Military forces ruled Myanmar for 50 years before civilian rule returned in 2011 and it still holds a vast constitutional power. Former General Myint Swe, now appointed interim president by the army stated that the military coup that toppled the government of Aung San Suu Kyi was constitutional. The military has promised new free and fair elections in the wake of the Constitution. “Mass protests against electoral fraud have started in many regions of the country”, reads the note released by Burmese television, “in this regard, a state of emergency is declared in accordance with articles 417 and 418 of the Constitution”.
Instead on the NLD Chair Facebook page (verified), an Aung San Suu Kyi’s message appeared, appealing to the people of Myanmar not to accept the coup and to take to the streets. However, the Myanmar army has already repeatedly demonstrated its brutality in responding to demonstrations and protests, and troops are already patrolling the streets of the major cities and communications have been limited. International and domestic TV channels, including the state broadcaster, went off-air as internet and phone services have been disrupted and banks forced to close.
The foreign response was immediate. While China has maintained certain neutrality by identifying itself as a friendly neighbor of Myanmar, which hopes for all the parties to properly handle their differences in safeguard of political and social stability, the United States condemned the coup, asking the military to immediately reverse their actions. A White House exponent stated that “the United States is opposed to any attempt to alter the outcome of the recent elections or to prevent Myanmar’s democratic transition and will take action against those responsible if these steps are not reversed”.
The USA response was quickly backed up by the one of UN Secretary-General Antonio Guterres who defined the coup as “a severe blow to democratic reforms in Burma and consequently, military leaders are called to respect the will of the Burmese people and adhere to democratic standards” and that “any dispute must be resolved through peaceful dialogue”.
Even Europe raised its voice in defence of Aung San Suu Kyi through declaration and tweets by Ursula von der Leyen, the president of the European Council, Charles Michel and the head of the diplomacy, Josep Borrel. Even in Italy the Foreign Ministry also reported concern over the arrests and the interruption of the democratic transition process, stating that San Suu Kyi and the other arrested leaders must be immediately released.
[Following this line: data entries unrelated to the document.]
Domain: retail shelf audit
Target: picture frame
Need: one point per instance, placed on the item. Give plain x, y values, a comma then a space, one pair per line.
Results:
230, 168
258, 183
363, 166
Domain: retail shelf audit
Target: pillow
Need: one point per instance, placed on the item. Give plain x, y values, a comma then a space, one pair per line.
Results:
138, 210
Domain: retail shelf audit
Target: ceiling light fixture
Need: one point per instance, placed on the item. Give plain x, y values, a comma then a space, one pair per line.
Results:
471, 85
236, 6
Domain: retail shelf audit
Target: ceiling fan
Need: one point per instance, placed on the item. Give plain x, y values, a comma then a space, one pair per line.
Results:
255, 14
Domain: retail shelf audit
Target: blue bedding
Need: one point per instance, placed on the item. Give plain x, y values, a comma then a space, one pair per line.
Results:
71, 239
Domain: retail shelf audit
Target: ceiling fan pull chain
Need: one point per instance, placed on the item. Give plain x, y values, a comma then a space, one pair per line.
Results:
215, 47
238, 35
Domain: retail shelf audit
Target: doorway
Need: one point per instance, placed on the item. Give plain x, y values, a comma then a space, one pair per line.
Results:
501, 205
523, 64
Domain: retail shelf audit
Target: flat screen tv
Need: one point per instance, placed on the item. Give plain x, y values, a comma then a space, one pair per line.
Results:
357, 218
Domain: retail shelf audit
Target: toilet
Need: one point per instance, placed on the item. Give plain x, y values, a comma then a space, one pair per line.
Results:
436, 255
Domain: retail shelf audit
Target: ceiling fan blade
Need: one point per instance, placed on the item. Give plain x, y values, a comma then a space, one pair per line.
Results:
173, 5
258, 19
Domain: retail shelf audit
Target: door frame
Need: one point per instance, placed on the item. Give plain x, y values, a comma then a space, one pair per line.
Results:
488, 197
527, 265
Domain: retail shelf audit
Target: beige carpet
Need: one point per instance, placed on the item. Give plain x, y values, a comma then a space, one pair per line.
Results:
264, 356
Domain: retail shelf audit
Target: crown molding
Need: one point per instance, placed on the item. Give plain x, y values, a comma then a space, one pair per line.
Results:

As protestors take the streets, not only in Myanmar, but also in Thailand, where police in full anti-riot gears are moving in to disperse the demonstrators in front of the Myanmar Embassy in Bangkok, we must recall how Myanmar history is one of pressures, civil wars, and profound ethnical tensions. For these reasons, we share with the rest of the world the concern for the current events, hoping for a return to the respect for the Rule of Law and democratic institutions.